Category of F-coalgebras for a given endofunctor F.

Objects: F-coalgebras (X,γ) Morphisms: Coalgebra morphisms h: (X,γ) → (Y,δ)

__init__(endofunctor, name='Coalg(F)')[source]

add_object(coalgebra)[source]

Add F-coalgebra as object.

add_morphism(morphism)[source]

Add coalgebra morphism.

compose(f_id, g_id)[source]

Compose coalgebra morphisms g ∘ f.

identity(obj_id)[source]

Get identity morphism for coalgebra.

get_final_coalgebra()[source]

Get or construct final coalgebra.

all_morphisms_to_final()[source]

Get unique morphisms from all objects to final coalgebra.

gaia.core.coalgebras.create_parameter_coalgebra(params, learning_rate=0.01, name='param_coalgebra')[source]

Create coalgebra for parameter evolution during training.

Parameters:

params (<MockTorch name='mock.Tensor' id='4349657872'>) – Initial parameters
learning_rate (float) – Learning rate for updates
name (str) – Name of coalgebra

Returns:

F-coalgebra modeling parameter dynamics

Return type:

FCoalgebra[<MockTorch name=’mock.Tensor’ id=’4349657872’>]

gaia.core.coalgebras.create_stochastic_coalgebra(params, learning_rate=0.01, noise_level=0.01, name='stochastic_coalgebra')[source]

Create stochastic coalgebra for noisy parameter evolution.

Parameters:

params (<MockTorch name='mock.Tensor' id='4349657872'>) – Initial parameters
learning_rate (float) – Learning rate
noise_level (float) – Noise level for stochastic updates
name (str) – Name of coalgebra

Returns:

Stochastic F-coalgebra

Return type:

FCoalgebra[<MockTorch name=’mock.Tensor’ id=’4349657872’>]

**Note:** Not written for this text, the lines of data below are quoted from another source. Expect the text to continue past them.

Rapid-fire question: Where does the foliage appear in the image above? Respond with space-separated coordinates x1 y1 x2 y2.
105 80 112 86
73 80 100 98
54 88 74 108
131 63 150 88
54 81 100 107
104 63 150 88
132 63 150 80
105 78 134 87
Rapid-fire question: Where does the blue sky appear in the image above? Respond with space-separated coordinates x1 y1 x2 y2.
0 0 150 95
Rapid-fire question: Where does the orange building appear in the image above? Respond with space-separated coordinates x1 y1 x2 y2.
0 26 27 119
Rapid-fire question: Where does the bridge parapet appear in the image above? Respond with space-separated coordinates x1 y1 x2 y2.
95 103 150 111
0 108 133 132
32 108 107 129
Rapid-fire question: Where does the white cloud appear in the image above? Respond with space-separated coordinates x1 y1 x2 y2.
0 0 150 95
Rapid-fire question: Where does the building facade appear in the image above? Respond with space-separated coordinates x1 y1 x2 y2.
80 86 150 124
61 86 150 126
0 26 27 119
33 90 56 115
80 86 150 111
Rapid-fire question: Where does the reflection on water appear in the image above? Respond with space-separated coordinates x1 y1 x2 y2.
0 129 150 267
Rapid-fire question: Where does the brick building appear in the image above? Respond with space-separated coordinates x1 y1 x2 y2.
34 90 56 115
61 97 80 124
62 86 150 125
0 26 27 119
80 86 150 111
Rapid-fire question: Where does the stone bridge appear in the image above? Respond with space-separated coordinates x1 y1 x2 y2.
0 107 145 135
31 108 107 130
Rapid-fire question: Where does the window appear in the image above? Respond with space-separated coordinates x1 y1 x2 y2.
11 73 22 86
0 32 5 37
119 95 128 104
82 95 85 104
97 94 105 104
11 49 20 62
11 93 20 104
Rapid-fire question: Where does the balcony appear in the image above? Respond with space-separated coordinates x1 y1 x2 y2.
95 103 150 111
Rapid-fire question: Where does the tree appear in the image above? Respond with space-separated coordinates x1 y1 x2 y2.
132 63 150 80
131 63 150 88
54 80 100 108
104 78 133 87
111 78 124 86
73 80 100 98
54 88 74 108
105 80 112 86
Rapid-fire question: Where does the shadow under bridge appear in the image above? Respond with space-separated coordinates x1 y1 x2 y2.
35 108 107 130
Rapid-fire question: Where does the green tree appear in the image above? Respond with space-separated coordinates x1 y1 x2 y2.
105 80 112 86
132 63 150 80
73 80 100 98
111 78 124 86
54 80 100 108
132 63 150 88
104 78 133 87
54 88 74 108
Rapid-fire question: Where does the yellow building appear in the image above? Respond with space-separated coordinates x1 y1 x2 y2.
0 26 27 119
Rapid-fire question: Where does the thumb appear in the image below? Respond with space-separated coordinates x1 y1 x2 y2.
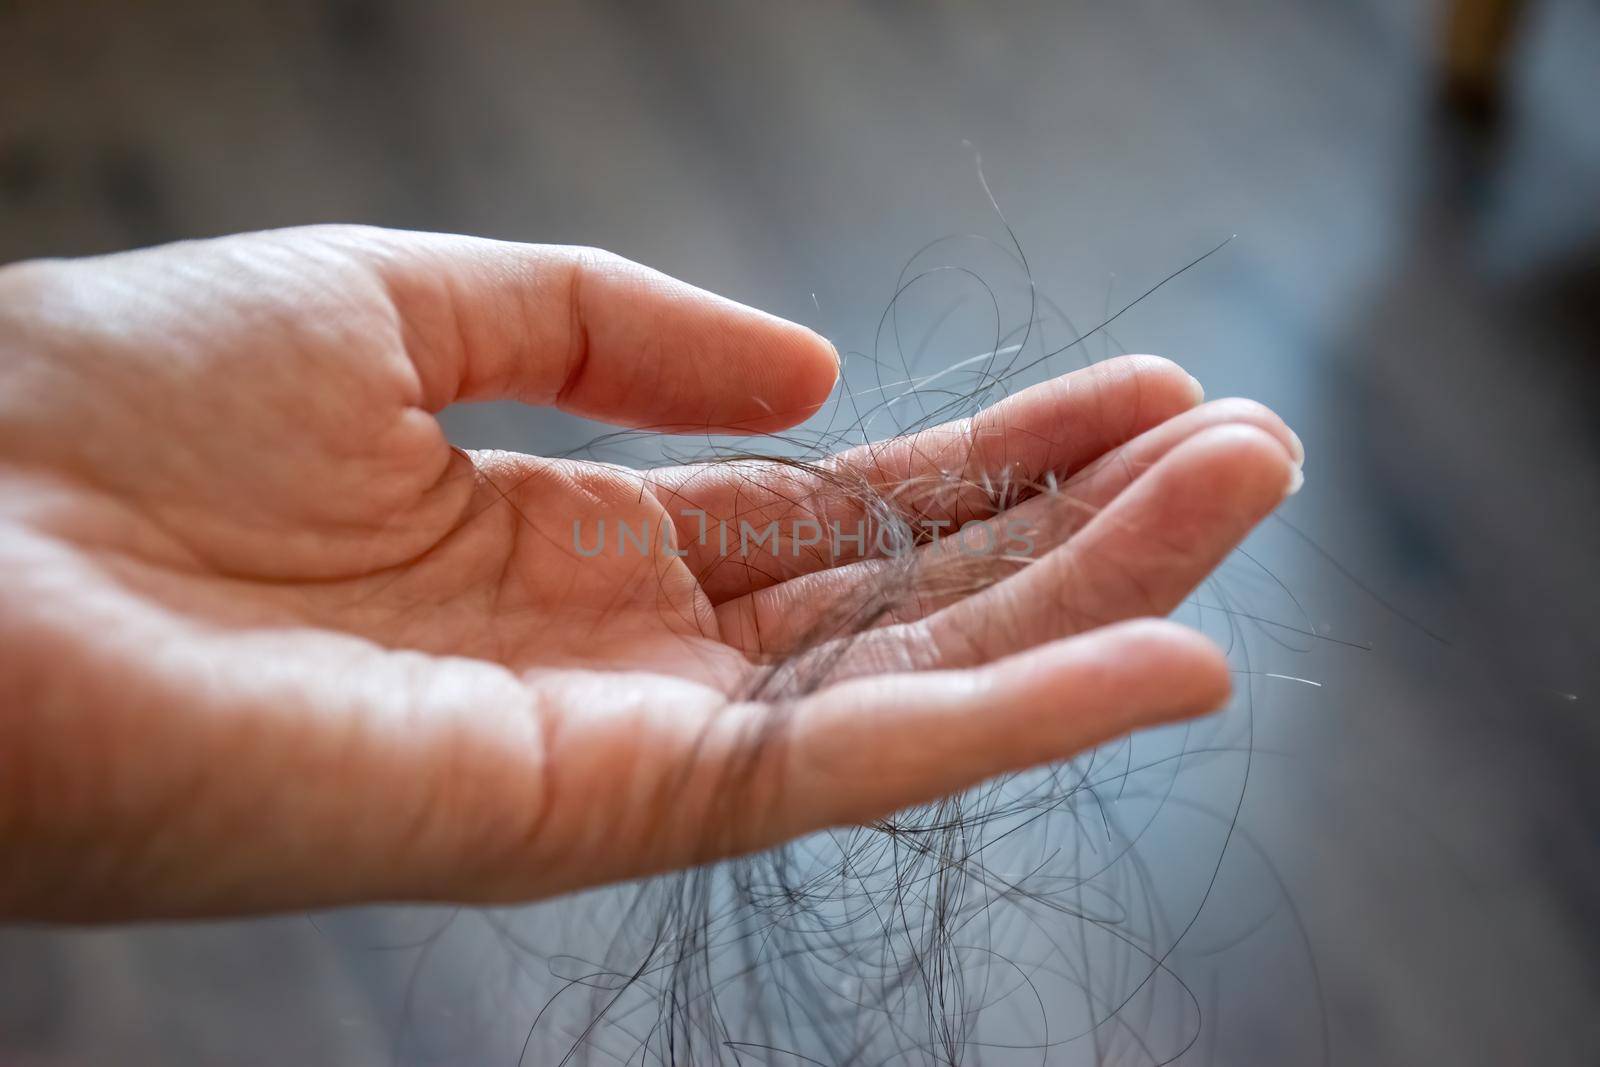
317 225 839 433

gaia.core.coalgebras.create_bisimulation_between_coalgebras(coalgebra1, coalgebra2, tolerance=1e-3, name='')[source]

Create bisimulation relation between two coalgebras.

Parameters:

coalgebra1 (FCoalgebra) – First coalgebra
coalgebra2 (FCoalgebra) – Second coalgebra
tolerance (float) – Tolerance for state comparison
name (str) – Name of bisimulation

Returns:

Bisimulation relation

Return type:

BisimulationRelation

class gaia.core.coalgebras.SimplicialCoalgebra(simplicial_object, endofunctor, name='')[source]

Bases: object

Coalgebra structure over simplicial objects.

This connects the coalgebraic approach with the simplicial structure of GAIA, enabling hierarchical generative dynamics.

__init__(simplicial_object, endofunctor, name='')[source]

evolve_simplicial_dynamics(steps)[source]

Evolve simplicial coalgebra dynamics.